Con percentuali che oscillano intorno al 2 per cento, a seconda che si guardi a immatricolati, iscritti o laureati, l’Italia è in coda al grande flusso di studenti che popolano le università del mondo venendo da paesi stranieri. Dei tre milioni di universitari stranieri il 20 per cento va nelle università statunitensi, il 12 nel Regno Unito (28 e 14 secondo altre fonti), l’8 per cento in Francia.

Gli Usa selezionano e, però, finanziano con ricche borse un afflusso per loro prezioso. La Gran Bretagna sorveglia, studia con attenzione, ma si impegna assai meno nella ricezione. Questo minore impegno e, invece, l’impegno crescente della Cina (che esporta quasi il 10 per cento dei migranti) per trattenere in patria i suoi studenti e l’emergere di nuovi poli attrattivi, sia anglofoni (Canada, Australia) sia no (Giappone, oltre Francia e Germania), stanno producendo un leggero decremento annuo della quota di studenti universitari stranieri che sceglie il Regno Unito.

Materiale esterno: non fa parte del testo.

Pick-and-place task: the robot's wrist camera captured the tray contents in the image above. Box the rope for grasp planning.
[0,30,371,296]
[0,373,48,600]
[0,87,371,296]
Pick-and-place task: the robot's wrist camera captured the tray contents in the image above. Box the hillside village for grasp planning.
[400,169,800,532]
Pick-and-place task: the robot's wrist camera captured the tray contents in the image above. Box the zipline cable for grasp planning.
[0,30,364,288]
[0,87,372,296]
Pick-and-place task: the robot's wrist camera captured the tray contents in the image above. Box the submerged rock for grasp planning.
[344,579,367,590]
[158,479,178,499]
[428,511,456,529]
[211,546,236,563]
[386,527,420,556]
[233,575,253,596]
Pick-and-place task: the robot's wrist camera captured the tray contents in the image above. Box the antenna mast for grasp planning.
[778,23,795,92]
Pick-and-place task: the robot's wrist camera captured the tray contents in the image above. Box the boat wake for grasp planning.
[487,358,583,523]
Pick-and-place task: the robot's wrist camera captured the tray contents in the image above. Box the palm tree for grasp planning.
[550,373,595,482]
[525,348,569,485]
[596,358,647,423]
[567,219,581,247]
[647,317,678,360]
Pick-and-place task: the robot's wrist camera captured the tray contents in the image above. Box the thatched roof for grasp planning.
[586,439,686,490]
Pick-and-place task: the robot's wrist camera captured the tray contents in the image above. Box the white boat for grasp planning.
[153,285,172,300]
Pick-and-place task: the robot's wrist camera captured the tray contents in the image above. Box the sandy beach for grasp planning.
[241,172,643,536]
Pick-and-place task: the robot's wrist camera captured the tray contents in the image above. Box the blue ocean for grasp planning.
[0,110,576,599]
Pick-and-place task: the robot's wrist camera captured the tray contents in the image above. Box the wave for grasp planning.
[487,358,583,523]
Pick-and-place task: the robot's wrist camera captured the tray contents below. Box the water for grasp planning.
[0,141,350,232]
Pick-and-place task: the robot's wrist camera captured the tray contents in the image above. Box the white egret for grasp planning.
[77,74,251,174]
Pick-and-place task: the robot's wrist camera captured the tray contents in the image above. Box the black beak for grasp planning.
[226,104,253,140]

Sulla questione l’Economist è tornato con un’ampia inchiesta il 19 agosto. La higher education è un grosso affare finanziario che movimenta ogni anno 40 miliardi di dollari, più della pubblicità o delle linee aeree, e il 20 per cento delle entrate delle università è dovuto alla presenza degli stranieri.

Ma l’apporto dei giovani stranieri non è solo un fatto finanziario. Gli stranieri (specie cinesi) sono studenti solerti e brillanti e obbligano i nativi a un impegno maggiore. La loro presenza sprovincializza il paese e crea col resto del mondo legami durevoli.